Shanejohno....Where were you in June when we had all these problems. Took your advise (enabling active x) problem solved in 20 seconds. Thanks heaps :up:


----------



## shanejohno (Aug 21, 2005)

jpossum said:


> Shanejohno....Where were you in June when we had all these problems. Took your advise (enabling active x) problem solved in 20 seconds.

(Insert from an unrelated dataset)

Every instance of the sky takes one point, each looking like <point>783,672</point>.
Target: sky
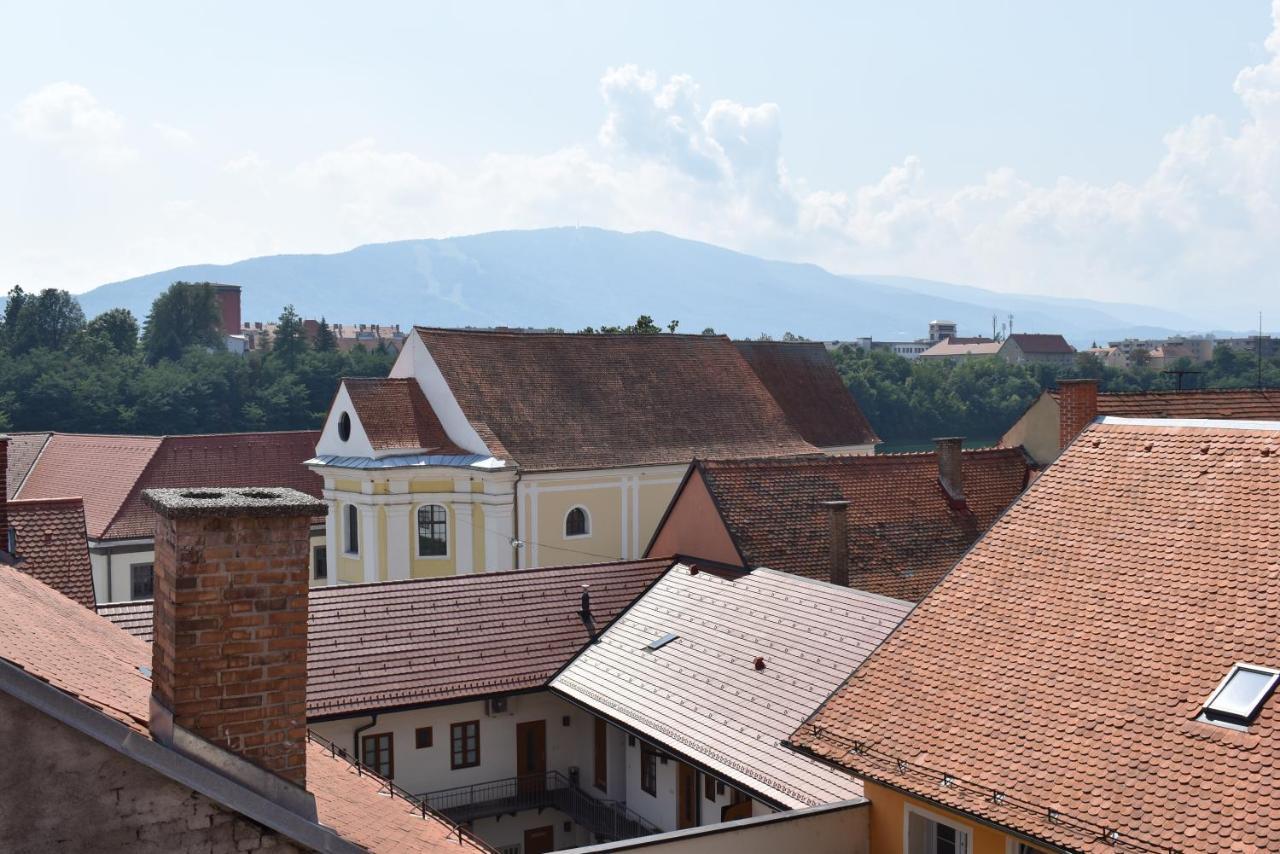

Thanks heaps :up:


i don't do much of these problem things, ppl email hotmail and they sort the problems, but so mahy ppl are having these problems so i fort it was about time i helped out, if you ever have any problems, email me and i will try my best to help u directly


----------



## kelseycarroll (Mar 23, 2008)

hi this is my first time doing this but i dont know what else to do 
i downloaded the msn uploader tool and now when i go to my files where i have my pictures it says that i have a new image file and a converter is downloading and then nothing happends and then it says i have no files in my flolders and im very fustrated 
i jsut want to send pictures in email it use to be so easy 
can anyone plz help me plzzzzz


----------



## kelseycarroll (Mar 23, 2008)

when i downloaded the uploader tool now it says that i have new file image and says its downloading a converter and then nothing happens and all my folders are empty plllzzzzz help me


----------



## kelseycarroll (Mar 23, 2008)

and my pictures are jpeg there not new


----------



## kelseycarroll (Mar 23, 2008)

i cant get my pic to come up says there is none in my folders but there is 
i thing comes up and says something about new file imiage a converter is downloading but then nothing happens its really driving me nut can anyone help


----------